KOSOVO: MONS. DODE GJERGJI (PRISTINA), "NON POSSIAMO TORNARE AL PASSATO"

"Non possiamo tornare al passato dobbiamo lavorare insieme, serbi e albanesi, per il futuro del Kosovo ricordando come non vi sia alternativa all’ingresso comune nell’Unione Europea". Inizia così l’intervista rilasciata a SirEuropa (domani su old.agensir.it) da mons. Dode Gjergji, Amministratore Apostolico di Prizren. Lo scorso 17 febbraio il parlamento di Pristina ha proclamato l’indipendenza dalla Serbia raccogliendo l’appoggio di Stati Uniti e di parte dell’Unione Europea ma anche il no di Belgrado e Mosca. "La Chiesa – aggiunge mons.

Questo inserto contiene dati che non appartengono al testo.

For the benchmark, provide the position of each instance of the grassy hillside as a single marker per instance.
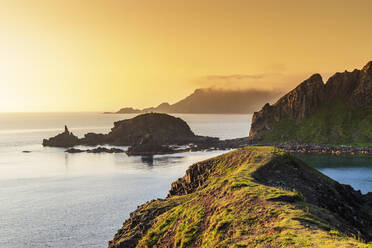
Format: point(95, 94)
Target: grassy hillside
point(252, 197)
point(334, 124)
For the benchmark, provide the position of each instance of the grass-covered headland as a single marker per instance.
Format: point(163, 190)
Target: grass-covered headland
point(251, 197)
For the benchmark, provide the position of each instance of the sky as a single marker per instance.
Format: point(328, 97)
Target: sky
point(101, 55)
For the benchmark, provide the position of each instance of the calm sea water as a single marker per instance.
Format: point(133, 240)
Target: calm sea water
point(52, 199)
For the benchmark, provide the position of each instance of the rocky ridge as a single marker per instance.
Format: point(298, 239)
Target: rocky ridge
point(251, 197)
point(318, 112)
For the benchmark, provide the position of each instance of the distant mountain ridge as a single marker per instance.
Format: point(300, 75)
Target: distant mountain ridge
point(214, 101)
point(336, 112)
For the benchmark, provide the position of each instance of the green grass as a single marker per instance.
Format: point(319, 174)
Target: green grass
point(334, 124)
point(234, 210)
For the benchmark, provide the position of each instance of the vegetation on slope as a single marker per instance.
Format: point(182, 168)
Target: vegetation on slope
point(252, 197)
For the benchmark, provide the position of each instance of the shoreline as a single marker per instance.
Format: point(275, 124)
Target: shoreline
point(326, 149)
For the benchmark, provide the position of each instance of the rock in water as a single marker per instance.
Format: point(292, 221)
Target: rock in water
point(251, 197)
point(163, 129)
point(337, 112)
point(65, 139)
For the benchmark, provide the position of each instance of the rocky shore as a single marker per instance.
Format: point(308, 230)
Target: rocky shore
point(254, 195)
point(327, 149)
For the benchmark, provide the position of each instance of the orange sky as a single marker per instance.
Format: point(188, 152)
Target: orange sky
point(100, 55)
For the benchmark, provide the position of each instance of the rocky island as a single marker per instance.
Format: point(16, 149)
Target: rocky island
point(146, 134)
point(338, 112)
point(251, 197)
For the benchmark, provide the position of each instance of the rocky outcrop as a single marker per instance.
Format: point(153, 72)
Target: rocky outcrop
point(149, 146)
point(65, 139)
point(305, 113)
point(249, 194)
point(96, 150)
point(163, 129)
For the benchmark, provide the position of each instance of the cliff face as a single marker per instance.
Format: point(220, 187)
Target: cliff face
point(251, 197)
point(315, 112)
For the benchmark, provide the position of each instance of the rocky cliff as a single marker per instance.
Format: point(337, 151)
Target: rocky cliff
point(336, 112)
point(163, 129)
point(251, 197)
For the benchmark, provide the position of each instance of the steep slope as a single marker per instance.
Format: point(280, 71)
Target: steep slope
point(337, 112)
point(251, 197)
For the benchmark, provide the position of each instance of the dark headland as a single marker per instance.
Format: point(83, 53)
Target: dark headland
point(337, 113)
point(212, 101)
point(146, 134)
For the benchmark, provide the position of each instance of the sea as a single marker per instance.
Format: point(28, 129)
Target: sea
point(49, 198)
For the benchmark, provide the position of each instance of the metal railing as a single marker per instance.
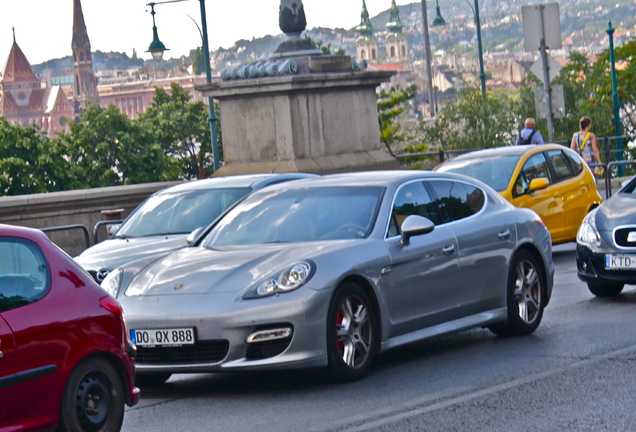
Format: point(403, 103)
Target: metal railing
point(87, 239)
point(103, 223)
point(71, 227)
point(442, 154)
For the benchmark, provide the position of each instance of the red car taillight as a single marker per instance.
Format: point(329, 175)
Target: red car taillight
point(111, 305)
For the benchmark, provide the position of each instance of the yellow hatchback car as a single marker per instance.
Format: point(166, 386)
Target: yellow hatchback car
point(550, 179)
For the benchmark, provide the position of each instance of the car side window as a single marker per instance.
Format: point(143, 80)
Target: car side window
point(560, 164)
point(535, 167)
point(456, 200)
point(24, 273)
point(411, 199)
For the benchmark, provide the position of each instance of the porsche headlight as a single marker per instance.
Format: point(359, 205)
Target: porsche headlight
point(588, 234)
point(112, 282)
point(293, 277)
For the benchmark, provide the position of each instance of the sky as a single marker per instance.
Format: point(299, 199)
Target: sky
point(43, 28)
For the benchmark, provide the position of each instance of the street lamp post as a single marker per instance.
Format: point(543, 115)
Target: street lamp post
point(429, 69)
point(157, 49)
point(482, 74)
point(440, 21)
point(617, 117)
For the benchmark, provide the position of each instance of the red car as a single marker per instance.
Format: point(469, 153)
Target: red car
point(65, 357)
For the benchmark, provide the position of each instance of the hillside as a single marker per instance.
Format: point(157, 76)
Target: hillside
point(502, 30)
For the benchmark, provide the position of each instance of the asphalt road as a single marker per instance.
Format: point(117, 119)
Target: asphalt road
point(575, 373)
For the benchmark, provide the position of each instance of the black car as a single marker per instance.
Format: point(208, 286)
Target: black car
point(606, 244)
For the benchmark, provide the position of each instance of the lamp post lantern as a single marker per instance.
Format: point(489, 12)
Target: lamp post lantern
point(157, 49)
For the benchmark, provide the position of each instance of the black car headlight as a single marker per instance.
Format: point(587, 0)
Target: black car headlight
point(588, 234)
point(291, 278)
point(112, 282)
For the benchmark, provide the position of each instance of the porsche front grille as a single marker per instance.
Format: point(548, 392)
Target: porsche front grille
point(201, 352)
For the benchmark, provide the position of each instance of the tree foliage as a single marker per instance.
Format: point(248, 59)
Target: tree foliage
point(106, 148)
point(472, 121)
point(391, 104)
point(29, 161)
point(182, 130)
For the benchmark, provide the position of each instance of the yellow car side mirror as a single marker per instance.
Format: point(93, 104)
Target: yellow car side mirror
point(538, 183)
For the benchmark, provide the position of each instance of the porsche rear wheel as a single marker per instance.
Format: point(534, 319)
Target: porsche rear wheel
point(525, 296)
point(352, 333)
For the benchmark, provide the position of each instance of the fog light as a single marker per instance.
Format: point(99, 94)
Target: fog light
point(269, 335)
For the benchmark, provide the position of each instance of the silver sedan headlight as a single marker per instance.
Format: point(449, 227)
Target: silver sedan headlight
point(293, 277)
point(588, 234)
point(112, 282)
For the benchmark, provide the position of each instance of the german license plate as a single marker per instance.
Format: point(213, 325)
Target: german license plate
point(163, 337)
point(620, 262)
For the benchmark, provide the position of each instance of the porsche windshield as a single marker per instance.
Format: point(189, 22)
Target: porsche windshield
point(179, 213)
point(494, 171)
point(299, 215)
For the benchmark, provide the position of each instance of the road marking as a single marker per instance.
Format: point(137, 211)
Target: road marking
point(388, 419)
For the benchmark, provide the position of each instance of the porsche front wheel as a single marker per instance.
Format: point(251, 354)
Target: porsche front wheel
point(352, 333)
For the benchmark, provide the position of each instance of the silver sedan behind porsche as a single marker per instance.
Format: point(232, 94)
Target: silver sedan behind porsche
point(329, 271)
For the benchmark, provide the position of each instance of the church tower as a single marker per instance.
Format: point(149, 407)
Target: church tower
point(85, 81)
point(18, 83)
point(397, 49)
point(366, 44)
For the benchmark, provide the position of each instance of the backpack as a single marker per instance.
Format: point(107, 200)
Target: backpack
point(528, 140)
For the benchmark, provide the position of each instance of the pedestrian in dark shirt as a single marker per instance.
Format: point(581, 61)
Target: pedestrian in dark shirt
point(529, 135)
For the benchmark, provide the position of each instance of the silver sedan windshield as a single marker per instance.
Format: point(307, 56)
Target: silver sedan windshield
point(179, 213)
point(495, 171)
point(299, 215)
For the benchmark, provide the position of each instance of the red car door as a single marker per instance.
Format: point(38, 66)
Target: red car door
point(7, 369)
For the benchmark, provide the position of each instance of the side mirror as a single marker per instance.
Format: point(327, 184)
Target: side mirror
point(538, 184)
point(112, 229)
point(194, 235)
point(415, 225)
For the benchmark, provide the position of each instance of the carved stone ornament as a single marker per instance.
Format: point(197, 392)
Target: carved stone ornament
point(291, 18)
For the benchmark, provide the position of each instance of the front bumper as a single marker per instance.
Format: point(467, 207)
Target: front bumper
point(221, 335)
point(590, 266)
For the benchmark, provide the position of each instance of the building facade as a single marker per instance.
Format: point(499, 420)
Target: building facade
point(25, 101)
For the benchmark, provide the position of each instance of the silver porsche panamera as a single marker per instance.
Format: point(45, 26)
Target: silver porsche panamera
point(330, 271)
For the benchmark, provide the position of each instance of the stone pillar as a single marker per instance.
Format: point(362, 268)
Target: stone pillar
point(313, 122)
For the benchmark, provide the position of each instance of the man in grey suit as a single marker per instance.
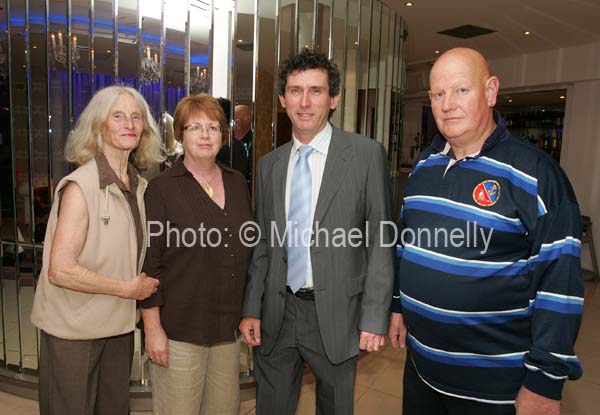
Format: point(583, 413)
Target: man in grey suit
point(321, 276)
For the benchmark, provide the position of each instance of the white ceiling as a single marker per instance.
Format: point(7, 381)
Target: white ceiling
point(553, 24)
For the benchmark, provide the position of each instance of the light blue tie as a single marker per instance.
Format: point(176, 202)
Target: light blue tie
point(298, 220)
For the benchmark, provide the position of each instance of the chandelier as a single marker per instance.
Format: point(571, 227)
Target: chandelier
point(58, 51)
point(199, 81)
point(150, 67)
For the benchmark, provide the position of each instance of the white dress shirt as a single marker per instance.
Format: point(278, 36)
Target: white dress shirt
point(316, 161)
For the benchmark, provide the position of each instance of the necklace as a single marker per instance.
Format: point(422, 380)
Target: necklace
point(206, 185)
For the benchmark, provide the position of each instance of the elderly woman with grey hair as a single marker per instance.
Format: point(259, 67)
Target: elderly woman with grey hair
point(85, 301)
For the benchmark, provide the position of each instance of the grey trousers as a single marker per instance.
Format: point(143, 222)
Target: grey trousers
point(279, 374)
point(85, 377)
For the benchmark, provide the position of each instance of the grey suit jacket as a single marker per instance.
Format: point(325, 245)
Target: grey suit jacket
point(353, 282)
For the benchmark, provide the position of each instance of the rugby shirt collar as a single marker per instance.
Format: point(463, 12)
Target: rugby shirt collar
point(499, 134)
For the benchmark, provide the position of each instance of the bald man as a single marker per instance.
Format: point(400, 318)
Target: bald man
point(489, 305)
point(243, 132)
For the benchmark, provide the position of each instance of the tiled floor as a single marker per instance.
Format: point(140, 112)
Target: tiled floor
point(378, 383)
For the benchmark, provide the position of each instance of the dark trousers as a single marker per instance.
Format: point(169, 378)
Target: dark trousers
point(279, 374)
point(420, 399)
point(85, 377)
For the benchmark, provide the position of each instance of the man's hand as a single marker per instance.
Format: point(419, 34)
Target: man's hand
point(250, 328)
point(157, 345)
point(397, 331)
point(530, 403)
point(140, 287)
point(371, 342)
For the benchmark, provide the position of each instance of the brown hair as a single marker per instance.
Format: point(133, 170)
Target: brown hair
point(201, 104)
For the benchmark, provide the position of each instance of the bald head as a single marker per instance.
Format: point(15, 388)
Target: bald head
point(243, 120)
point(465, 59)
point(463, 95)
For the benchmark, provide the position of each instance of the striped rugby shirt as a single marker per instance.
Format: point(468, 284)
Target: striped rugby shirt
point(484, 322)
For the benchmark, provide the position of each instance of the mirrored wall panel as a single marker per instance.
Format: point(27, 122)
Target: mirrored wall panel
point(56, 54)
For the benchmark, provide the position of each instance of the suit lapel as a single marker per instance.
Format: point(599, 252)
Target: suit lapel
point(336, 167)
point(279, 181)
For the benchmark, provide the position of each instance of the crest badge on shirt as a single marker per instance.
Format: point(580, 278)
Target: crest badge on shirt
point(487, 193)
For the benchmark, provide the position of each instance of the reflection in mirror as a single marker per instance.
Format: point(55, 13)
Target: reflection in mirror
point(150, 70)
point(39, 121)
point(242, 143)
point(265, 95)
point(10, 269)
point(175, 22)
point(322, 28)
point(374, 53)
point(19, 90)
point(80, 55)
point(287, 48)
point(306, 16)
point(364, 95)
point(200, 34)
point(128, 35)
point(29, 267)
point(287, 29)
point(58, 90)
point(103, 44)
point(351, 75)
point(384, 65)
point(393, 150)
point(338, 47)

Gjergji – vuole rappresentare una fiamma di pace, una voce che chiama alla riconciliazione. Siamo consapevoli di non poter cambiare le cose da soli perché siamo una piccola realtà (i cattolici in Kosovo, circa 70 mila, rappresentano il 3,5% della popolazione per oltre il 90% musulmani, i restanti sono cristiano ortodossi ndr) ma cerchiamo di dare il nostro contributo per costruire una casa comune per tutti". Un accenno anche alla Chiesa Ortodossa: "Qualcosa dal basso si sta muovendo e i contatti con i fratelli ortodossi non mancano, questi sono però più a livello di persone che di Chiese. Non ci resta che continuare a pregare perché la polvere di odio e nazionalismo che ancora riveste molti cuori possa essere spazzata via. Solo allora potranno riaffiorare i valori cristiani che ci accomunano".